Madakaripura jadi tempat bertapa Gajahmada dan 4 sahabatnya

Patih Gajah Mada adalah panglima perang yang sangat berpengaruh pada kerajaan Majapahit dahulu, kerajaan yang berpusat di Jawa Timur ini memperoleh puncak kejayaan selama berpuluh-puluh tahun lamanya.

Patih Gajah Mada yang dikenal sangat pintar dan mempunyai beberapa kesaktian ini ternyata mengenyam ilmu di salah satu tempat yang kini dijadikan tempat wisata, yaitu Air terjun Madakaripura.

Sejak umur 7 tahun, Gajah Mada dilatih oleh seorang mantan panglima kerajaan Singhasari, Eka Jaladri. Mantan Panglima Singhasari inilah yang mengajari Gajah Mada menguasai ilmu politik dan kanuragan (ilmu bela diri secara supranatural).

Perguruan yang dilatih oleh Eka Jaladri ini bernama perguruan Eka Paksi. Tidak hanya Gajah Mada, ada 4 teman seperguruannya, yaitu Kebo Narawita, Kebo Narameta, Ken Wirati dan Lembu Abang. Kelima teman seperguruan tersebut dilatih bertahun-tahun lamanya di Madakaripura.

“Di Madakaripura, ada 5 yang mengikuti perguruan Eka Paksi, yaitu Kebo Narawita, Kebo Narameta, Ken Wirati, Gajah Mada itu sendiri dan Lembu Abang,” ujar Pak Suhardi, di Probolinggo.

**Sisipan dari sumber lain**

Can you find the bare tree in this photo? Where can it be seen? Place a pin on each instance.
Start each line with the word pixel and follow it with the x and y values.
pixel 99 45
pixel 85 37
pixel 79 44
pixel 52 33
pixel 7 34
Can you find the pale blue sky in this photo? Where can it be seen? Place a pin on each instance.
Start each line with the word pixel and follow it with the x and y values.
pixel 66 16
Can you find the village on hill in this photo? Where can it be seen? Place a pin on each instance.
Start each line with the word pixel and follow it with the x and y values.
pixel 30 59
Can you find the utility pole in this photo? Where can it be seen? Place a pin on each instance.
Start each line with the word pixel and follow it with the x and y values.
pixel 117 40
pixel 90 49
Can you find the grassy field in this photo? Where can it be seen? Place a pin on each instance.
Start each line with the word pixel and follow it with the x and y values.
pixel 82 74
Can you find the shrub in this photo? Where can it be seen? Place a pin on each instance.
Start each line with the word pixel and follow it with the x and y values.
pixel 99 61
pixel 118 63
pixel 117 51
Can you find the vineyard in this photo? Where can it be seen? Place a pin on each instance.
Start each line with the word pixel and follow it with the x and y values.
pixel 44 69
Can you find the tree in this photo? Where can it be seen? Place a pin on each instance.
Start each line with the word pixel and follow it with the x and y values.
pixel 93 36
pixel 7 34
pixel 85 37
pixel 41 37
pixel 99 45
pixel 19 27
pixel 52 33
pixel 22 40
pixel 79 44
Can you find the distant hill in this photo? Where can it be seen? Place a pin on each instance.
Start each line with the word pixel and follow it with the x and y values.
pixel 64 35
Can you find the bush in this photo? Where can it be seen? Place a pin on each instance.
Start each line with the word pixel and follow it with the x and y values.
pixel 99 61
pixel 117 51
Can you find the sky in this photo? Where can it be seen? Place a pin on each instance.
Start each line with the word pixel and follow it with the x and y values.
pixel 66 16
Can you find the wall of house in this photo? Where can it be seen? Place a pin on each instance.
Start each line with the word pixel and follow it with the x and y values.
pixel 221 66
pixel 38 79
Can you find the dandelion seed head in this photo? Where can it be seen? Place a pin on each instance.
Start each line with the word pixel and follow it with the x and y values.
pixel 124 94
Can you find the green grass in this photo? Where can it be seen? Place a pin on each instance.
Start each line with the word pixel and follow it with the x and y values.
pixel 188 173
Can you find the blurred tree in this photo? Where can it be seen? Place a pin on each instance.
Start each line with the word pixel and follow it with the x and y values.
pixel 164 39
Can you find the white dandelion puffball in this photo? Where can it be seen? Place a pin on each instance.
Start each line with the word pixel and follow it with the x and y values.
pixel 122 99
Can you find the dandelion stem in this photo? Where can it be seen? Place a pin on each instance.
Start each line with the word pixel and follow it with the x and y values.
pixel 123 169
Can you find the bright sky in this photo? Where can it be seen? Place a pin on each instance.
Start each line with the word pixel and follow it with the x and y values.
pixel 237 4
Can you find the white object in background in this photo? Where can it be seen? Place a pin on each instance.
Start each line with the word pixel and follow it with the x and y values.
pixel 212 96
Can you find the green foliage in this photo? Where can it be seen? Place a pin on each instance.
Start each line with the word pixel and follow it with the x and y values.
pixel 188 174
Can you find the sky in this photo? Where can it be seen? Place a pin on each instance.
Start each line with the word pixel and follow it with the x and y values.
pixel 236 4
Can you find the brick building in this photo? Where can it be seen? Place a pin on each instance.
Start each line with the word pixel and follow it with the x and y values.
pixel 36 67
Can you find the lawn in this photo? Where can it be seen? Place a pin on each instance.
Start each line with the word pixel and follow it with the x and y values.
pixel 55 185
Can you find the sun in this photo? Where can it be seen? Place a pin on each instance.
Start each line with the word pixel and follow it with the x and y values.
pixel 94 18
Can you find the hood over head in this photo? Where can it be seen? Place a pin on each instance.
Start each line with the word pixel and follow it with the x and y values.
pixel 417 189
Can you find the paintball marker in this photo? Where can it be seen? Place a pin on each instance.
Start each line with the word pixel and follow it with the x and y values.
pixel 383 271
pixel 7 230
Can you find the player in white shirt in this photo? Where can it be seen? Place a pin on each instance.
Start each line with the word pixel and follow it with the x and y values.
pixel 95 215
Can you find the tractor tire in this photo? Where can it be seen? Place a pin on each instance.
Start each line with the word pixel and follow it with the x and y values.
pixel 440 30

Setelah berumur 17 tahun, Gajah Mada lalu di bawa ke Kerajaan Majapahit untuk menjadi panglima perang. Karena kekuatan dan kepintarannya, akhirnya Gajah Mada diangkat menjadi Patih, meningkat menjadi Mahapatih dan akhirnya mengantarkan Majapahit ke puncak kejayaannya sebagai Amangkubhumi (Perdana Menteri).